A 3ª Câmara Especial de Enfrentamento de Acervos do Tribunal de Justiça de Santa Catarina (TJSC) reconheceu o direito de uma empresa do ramo de restaurantes a receber indenização após o fechamento abrupto do seu estabelecimento em um shopping center, ocorrido no ano de 2018.
De acordo com os autos, a empresa mantinha uma unidade no empreendimento comercial desde 2012, inicialmente para exploração de uma franquia de restaurantes. Após o encerramento da relação com a franqueadora, passou a operar com outra marca, mediante tratativas e ajustes com o shopping.

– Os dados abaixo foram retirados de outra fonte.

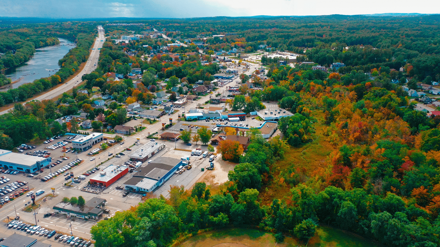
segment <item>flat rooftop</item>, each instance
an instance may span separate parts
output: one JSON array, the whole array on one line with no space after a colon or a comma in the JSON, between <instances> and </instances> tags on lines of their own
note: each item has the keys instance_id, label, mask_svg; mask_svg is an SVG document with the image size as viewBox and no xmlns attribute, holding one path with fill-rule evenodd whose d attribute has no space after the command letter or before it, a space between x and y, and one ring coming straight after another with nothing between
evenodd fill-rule
<instances>
[{"instance_id":1,"label":"flat rooftop","mask_svg":"<svg viewBox=\"0 0 440 247\"><path fill-rule=\"evenodd\" d=\"M164 145L159 144L156 142L150 142L149 143L139 148L137 150L129 155L128 157L130 158L136 158L136 159L143 158L147 155L150 155L151 153L157 150L162 145Z\"/></svg>"},{"instance_id":2,"label":"flat rooftop","mask_svg":"<svg viewBox=\"0 0 440 247\"><path fill-rule=\"evenodd\" d=\"M93 177L91 178L90 179L93 179L97 181L102 182L107 182L110 179L114 177L115 176L121 173L123 171L128 169L128 167L125 166L115 166L110 165L106 168L101 170L100 172L95 175ZM102 175L101 174L105 173L105 175Z\"/></svg>"},{"instance_id":3,"label":"flat rooftop","mask_svg":"<svg viewBox=\"0 0 440 247\"><path fill-rule=\"evenodd\" d=\"M23 166L32 166L35 163L46 160L46 158L10 153L0 156L0 161L9 162Z\"/></svg>"},{"instance_id":4,"label":"flat rooftop","mask_svg":"<svg viewBox=\"0 0 440 247\"><path fill-rule=\"evenodd\" d=\"M72 141L72 142L77 142L78 143L81 143L86 142L91 139L93 139L95 137L97 137L99 135L102 135L103 134L101 133L94 133L90 134L87 136L82 136L81 137L78 137L76 139L74 139L73 141Z\"/></svg>"},{"instance_id":5,"label":"flat rooftop","mask_svg":"<svg viewBox=\"0 0 440 247\"><path fill-rule=\"evenodd\" d=\"M158 180L171 171L181 160L169 157L158 157L145 167L133 171L133 177L142 177Z\"/></svg>"}]
</instances>

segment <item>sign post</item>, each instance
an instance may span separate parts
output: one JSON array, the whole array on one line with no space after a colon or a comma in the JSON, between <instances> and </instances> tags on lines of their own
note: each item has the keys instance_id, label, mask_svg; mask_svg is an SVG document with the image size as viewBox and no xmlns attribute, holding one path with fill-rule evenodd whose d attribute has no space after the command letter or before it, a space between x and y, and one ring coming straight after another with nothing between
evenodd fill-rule
<instances>
[{"instance_id":1,"label":"sign post","mask_svg":"<svg viewBox=\"0 0 440 247\"><path fill-rule=\"evenodd\" d=\"M34 194L31 195L30 199L32 200L32 205L35 205L35 195Z\"/></svg>"}]
</instances>

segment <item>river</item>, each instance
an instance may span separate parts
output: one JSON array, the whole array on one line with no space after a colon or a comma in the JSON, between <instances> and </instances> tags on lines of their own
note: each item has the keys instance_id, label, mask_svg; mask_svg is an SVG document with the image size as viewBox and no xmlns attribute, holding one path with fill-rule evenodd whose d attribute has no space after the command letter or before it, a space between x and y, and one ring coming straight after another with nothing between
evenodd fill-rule
<instances>
[{"instance_id":1,"label":"river","mask_svg":"<svg viewBox=\"0 0 440 247\"><path fill-rule=\"evenodd\" d=\"M42 77L47 77L55 74L58 69L58 61L66 55L69 51L76 46L72 42L64 39L58 38L59 44L37 49L29 61L19 67L11 68L5 71L7 77L12 82L19 80L7 88L17 88L20 85Z\"/></svg>"}]
</instances>

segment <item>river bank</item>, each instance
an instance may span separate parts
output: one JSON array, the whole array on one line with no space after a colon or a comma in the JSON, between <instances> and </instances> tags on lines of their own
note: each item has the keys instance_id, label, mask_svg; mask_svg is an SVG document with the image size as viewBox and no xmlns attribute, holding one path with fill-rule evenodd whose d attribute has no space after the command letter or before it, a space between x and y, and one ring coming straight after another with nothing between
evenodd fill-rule
<instances>
[{"instance_id":1,"label":"river bank","mask_svg":"<svg viewBox=\"0 0 440 247\"><path fill-rule=\"evenodd\" d=\"M37 49L33 56L22 66L5 70L6 76L14 82L5 85L6 87L0 88L0 91L16 88L21 85L54 74L59 69L58 61L76 46L74 42L68 40L61 38L59 40L59 44Z\"/></svg>"}]
</instances>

Ainda segundo o processo, em abril de 2018 a locatária recebeu uma notificação para regularizar diversas pendências no prazo de apenas 24 horas. O documento advertia que, caso as providências não fossem adotadas, o funcionamento do restaurante seria interrompido. Ultrapassado o prazo, o estabelecimento foi fechado com a colocação de tapumes. A empresa sustentou que a medida lhe causou prejuízos e pediu indenização por danos materiais e morais.
Em 1º grau, sentença do juízo da 3ª Vara Cível da comarca de São José julgou os pedidos indenizatórios improcedentes. O restaurante recorreu da decisão. Ao analisar o recurso, o magistrado relator considerou que a conduta do shopping ultrapassou os limites do exercício regular dos direitos contratuais.
Segundo o voto, embora as condições de locação em shopping sejam livremente pactuadas, sua execução deve observar a boa-fé objetiva e a função social do contrato, que não autorizava a proibição imediata da atividade comercial ou a retomada forçada do espaço em razão das pendências apontadas.
O voto também considerou insuficiente o prazo de 24 horas concedido para a regularização. Conforme o relator, algumas das providências exigidas dependiam de medidas técnicas, documentais e administrativas, inclusive com participação de terceiros e órgãos públicos.
“Nesse contexto, a imposição de exigências em prazo inexequível, seguida da interdição do estabelecimento sem respaldo contratual expresso, ultrapassou os limites do exercício regular dos direitos do locador. A medida frustrou a confiança legitimamente construída ao longo da relação contratual e contrariou os deveres de lealdade e cooperação inerentes à boa-fé objetiva”, observou.
Para o relator, havia ainda mecanismos contratuais menos gravosos que poderiam ter sido utilizados pelo shopping. A interdição, assim, foi considerada incompatível com os deveres de lealdade e cooperação que devem orientar a relação contratual.
O voto também reconheceu o direito à reparação pela perda do fundo de comércio. Segundo o relator, a interrupção forçada das atividades privou a empresa da estrutura econômica construída no ponto, incluidos clientela, reputação comercial e capacidade de geração de resultados. O valor deverá ser definido em liquidação de sentença, a partir da análise da repercussão econômica da perda do estabelecimento e os investimentos comprovadamente incorporados à atividade.
Da mesma forma, foram reconhecidos lucros cessantes correspondentes a um mês de atividade empresarial. O montante será calculado com base na média do lucro líquido obtido durante os cinco meses de funcionamento da nova operação. O relator reconheceu ainda a existência de dano moral, ao considerar que o fechamento abrupto do restaurante atingiu a honra objetiva e a credibilidade comercial da empresa – nesse caso, a indenização foi fixada em R$ 50 mil. O voto do relator foi seguido por unanimidade pelos demais integrantes do órgão julgador (Apelação n. 0305319-05.2018.8.24.0064).